OAKLAND: Rick Barry, who played in the last two Game 7s staged in Oakland four decades ago, was on hand Monday night (Tuesday in Manila) at Oracle Arena for the Warriors’ Western Conference finals Game 7 against Oklahoma City.
Barry is hoping he’s a good-luck charm. He has been to Oakland several times over the last two seasons to watch the Warriors in person and he has never seen them lose. It was the same kind of successful run he had in the 1970s with the Raiders.
“For years and years and years, I never saw the Raiders lose in person,” he said. “Al Davis used to try to get me to go on road trips. So I’m hoping my record stays intact with these guys.”
Barry said the Warriors don’t need the luck if they play well.
“If the Warriors play their brand of basketball 36 minutes out of 48, they’re very rarely ever going to be beaten by anybody. They’re a better team than anybody when they have everything going offense/defense. They haven’t really done that in this series.”
Barry’s memories of Games 7 on the Coliseum grounds are mixed.
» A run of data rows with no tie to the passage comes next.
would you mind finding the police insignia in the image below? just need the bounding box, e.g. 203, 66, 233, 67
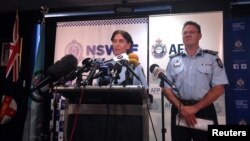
141, 68, 146, 77
151, 38, 167, 59
216, 58, 223, 68
234, 40, 243, 49
203, 49, 218, 56
65, 40, 83, 62
236, 78, 245, 89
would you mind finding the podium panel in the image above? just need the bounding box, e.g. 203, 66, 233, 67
55, 85, 149, 141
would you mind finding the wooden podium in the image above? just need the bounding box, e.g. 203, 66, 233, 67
55, 85, 149, 141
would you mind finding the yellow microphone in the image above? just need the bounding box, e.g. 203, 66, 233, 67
128, 53, 139, 67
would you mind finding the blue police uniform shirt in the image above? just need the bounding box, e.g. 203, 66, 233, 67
164, 47, 229, 100
133, 64, 148, 89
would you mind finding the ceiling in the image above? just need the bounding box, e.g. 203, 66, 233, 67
0, 0, 179, 13
2, 0, 250, 18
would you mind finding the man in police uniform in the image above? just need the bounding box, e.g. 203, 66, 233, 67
163, 21, 228, 141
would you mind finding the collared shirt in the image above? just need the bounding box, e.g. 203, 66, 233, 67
133, 64, 148, 89
165, 48, 229, 100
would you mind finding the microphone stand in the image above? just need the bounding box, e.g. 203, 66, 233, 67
159, 79, 166, 141
160, 76, 181, 141
52, 93, 59, 141
76, 73, 83, 87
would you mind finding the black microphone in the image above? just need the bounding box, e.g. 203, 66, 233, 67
111, 62, 122, 84
82, 60, 103, 86
64, 57, 92, 81
47, 54, 78, 79
31, 54, 78, 92
118, 59, 141, 82
94, 63, 114, 86
150, 64, 178, 91
93, 63, 113, 79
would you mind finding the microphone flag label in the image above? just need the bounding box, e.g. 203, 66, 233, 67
113, 53, 128, 61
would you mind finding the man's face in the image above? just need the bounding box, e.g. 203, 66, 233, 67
182, 25, 201, 47
112, 33, 131, 56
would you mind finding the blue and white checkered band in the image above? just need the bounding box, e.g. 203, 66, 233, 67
57, 18, 148, 27
151, 38, 167, 59
65, 40, 83, 62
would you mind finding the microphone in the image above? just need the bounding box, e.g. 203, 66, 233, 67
118, 59, 141, 82
128, 53, 139, 68
111, 62, 122, 84
149, 64, 178, 91
63, 57, 92, 81
113, 53, 129, 62
112, 53, 142, 84
82, 58, 104, 86
94, 63, 114, 86
128, 53, 140, 82
31, 54, 78, 92
93, 63, 113, 79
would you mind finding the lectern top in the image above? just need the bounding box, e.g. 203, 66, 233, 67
54, 85, 144, 92
54, 85, 146, 104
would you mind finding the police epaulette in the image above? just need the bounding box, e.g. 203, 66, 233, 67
203, 49, 218, 56
170, 52, 182, 58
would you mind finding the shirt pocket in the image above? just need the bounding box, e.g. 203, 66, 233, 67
170, 64, 184, 76
197, 62, 212, 74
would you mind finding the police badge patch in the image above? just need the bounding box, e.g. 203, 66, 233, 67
216, 58, 223, 68
151, 38, 167, 59
141, 67, 146, 77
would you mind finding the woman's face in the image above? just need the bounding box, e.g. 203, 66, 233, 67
112, 33, 131, 56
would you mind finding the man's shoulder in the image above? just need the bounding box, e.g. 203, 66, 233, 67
169, 52, 183, 59
203, 49, 218, 56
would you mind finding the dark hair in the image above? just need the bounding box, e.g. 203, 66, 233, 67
111, 30, 133, 54
183, 21, 201, 33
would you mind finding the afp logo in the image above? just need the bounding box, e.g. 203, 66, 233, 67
151, 38, 167, 59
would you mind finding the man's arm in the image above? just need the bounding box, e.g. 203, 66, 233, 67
182, 84, 225, 126
163, 88, 183, 111
193, 84, 225, 113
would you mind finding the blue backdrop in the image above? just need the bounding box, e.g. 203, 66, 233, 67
224, 17, 250, 125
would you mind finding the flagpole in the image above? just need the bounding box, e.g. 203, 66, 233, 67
38, 6, 51, 141
21, 6, 50, 141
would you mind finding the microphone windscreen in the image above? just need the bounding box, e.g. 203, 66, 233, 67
113, 62, 122, 73
128, 53, 139, 65
81, 57, 91, 65
106, 63, 114, 70
60, 54, 78, 73
149, 64, 159, 73
47, 54, 78, 79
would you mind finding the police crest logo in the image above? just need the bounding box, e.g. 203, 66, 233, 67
151, 38, 167, 59
236, 78, 246, 89
234, 40, 243, 49
65, 40, 83, 62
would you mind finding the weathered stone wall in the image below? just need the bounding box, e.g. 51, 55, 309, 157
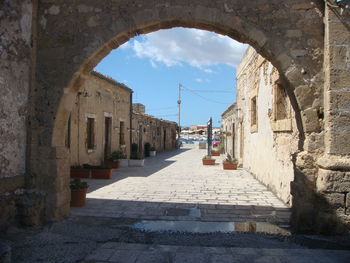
132, 112, 177, 155
69, 71, 132, 166
233, 47, 299, 205
313, 4, 350, 232
0, 0, 46, 229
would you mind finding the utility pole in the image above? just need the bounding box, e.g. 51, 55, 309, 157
177, 83, 182, 139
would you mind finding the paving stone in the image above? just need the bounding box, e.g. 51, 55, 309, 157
72, 146, 290, 223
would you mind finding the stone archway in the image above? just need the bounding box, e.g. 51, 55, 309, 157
28, 0, 349, 233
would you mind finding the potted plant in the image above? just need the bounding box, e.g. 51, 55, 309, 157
91, 165, 113, 179
70, 164, 91, 178
150, 146, 156, 157
129, 143, 145, 167
144, 142, 151, 157
106, 150, 124, 168
118, 150, 128, 168
211, 148, 220, 156
222, 154, 238, 170
202, 155, 215, 165
70, 178, 88, 207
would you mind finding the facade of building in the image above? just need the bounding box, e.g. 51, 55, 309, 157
132, 106, 178, 157
69, 71, 132, 166
221, 103, 237, 158
222, 47, 299, 205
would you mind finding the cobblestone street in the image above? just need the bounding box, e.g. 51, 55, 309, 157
72, 145, 290, 224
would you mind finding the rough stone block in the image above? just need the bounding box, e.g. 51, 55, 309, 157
294, 85, 315, 110
328, 91, 350, 111
328, 21, 350, 45
329, 69, 350, 91
0, 176, 25, 195
330, 45, 349, 70
346, 194, 350, 213
286, 29, 302, 38
301, 108, 321, 133
324, 193, 345, 209
328, 130, 350, 155
304, 132, 324, 153
316, 169, 350, 192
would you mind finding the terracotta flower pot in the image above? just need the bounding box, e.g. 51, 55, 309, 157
70, 168, 90, 178
223, 162, 237, 170
91, 169, 112, 179
70, 188, 87, 207
202, 159, 215, 165
107, 160, 120, 169
211, 151, 220, 156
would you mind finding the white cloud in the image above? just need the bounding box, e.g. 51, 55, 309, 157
195, 78, 203, 83
128, 28, 247, 70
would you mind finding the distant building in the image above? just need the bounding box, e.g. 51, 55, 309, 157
132, 105, 177, 157
132, 103, 146, 114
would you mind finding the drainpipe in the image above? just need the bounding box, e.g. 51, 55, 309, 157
129, 91, 133, 158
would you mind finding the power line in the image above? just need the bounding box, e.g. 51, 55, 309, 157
147, 106, 177, 111
181, 85, 233, 105
155, 114, 178, 117
188, 90, 233, 93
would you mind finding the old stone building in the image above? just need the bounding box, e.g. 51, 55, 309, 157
1, 0, 349, 234
222, 47, 299, 205
69, 71, 132, 166
132, 108, 177, 157
221, 103, 237, 158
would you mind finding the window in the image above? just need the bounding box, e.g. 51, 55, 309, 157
65, 114, 71, 149
251, 96, 257, 127
120, 121, 125, 145
274, 83, 289, 121
87, 117, 95, 151
271, 80, 292, 132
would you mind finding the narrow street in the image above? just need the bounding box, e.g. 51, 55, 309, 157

In 1975, Barry had a great Game 6 on the road in Chicago to force a Game 7 against the Bulls. But he had a horrible first half and coach Al Attles benched him for much of the second half.
“It was all about the team because in Game 7,” he said, “I sucked until the last six minutes of the game. I was awful. I think that was probably one of Al’s best coaching decisions in his career was taking me out of the game in the third quarter. How many coaches would take out their leading scorer?
“I was on the bench for a long time. The whole third quarter and a good part of the fourth quarter because our guys played such good defense and got us back in the game. When I came in, I had the same attitude Klay [Thompson] had — I realized I’m already the goat if we don’t win, so I took a jump shot right in front of our bench and I think I made like four out of six. I remember it like it was yesterday.”
The Warriors won that Game 7 and then beat the Washington Bullets four straight in the NBA Finals. The following year, they lost Game 7 in Oakland against Phoenix. Barry said the series might have been lost in Game 6 on the road.
“In Game 6, we had a chance to close out,” he said. “In fact, [because of that game]they changed the rule where you can’t foul off the ball in the last two minutes. They brought the ball to me, but they fouled Derrick Dickey out of bounds intentionally and had him go to the line. He unfortunately missed a free throw and that helped them get a chance to come back to beat us. If I go to the line and make two free throws, we win and we go to play Boston.”
Barry admits he has become an incredibly passionate fan of this team, and particularly Stephen Curry.
“He’s as much fun to watch as any player I’ve seen in my life,” Barry said. “I love watching him. I’ve seen a lot of great players play and do stuff, but he’s as much fun as anybody I’ve ever seen play the game because you never know what he’s going to do.”
He said Thompson’s Game 6 at Oklahoma City was far more impressive than what he did in Chicago in 1975, when he scored 36 points to lead the Warriors to a must-win triumph.
“Oh, Klay was off the charts,” Barry said. “Klay is in another league. Everybody talks about Steph having a quick shot. I think Klay’s shot is quicker. Klay never brings the ball down. Sometimes he just catches it and it’s gone.
“I talked to him after Game 5 and told him, ‘Hey, don’t worry, your shot is going to start dropping.’ I didn’t realize it would drop the way it did, but he can do that. When he’s got it going, Geez Louise.”
Barry is often asked to compare guards of different eras but said the Warriors’ tandem tops them all.
“There’s never been any two players who can shoot the ball from distance like those two guys,” he said. “[Jerry] West and [Gail] Goodrich were two great shooters, but that was mid-range. That’s not what these guys are doing.”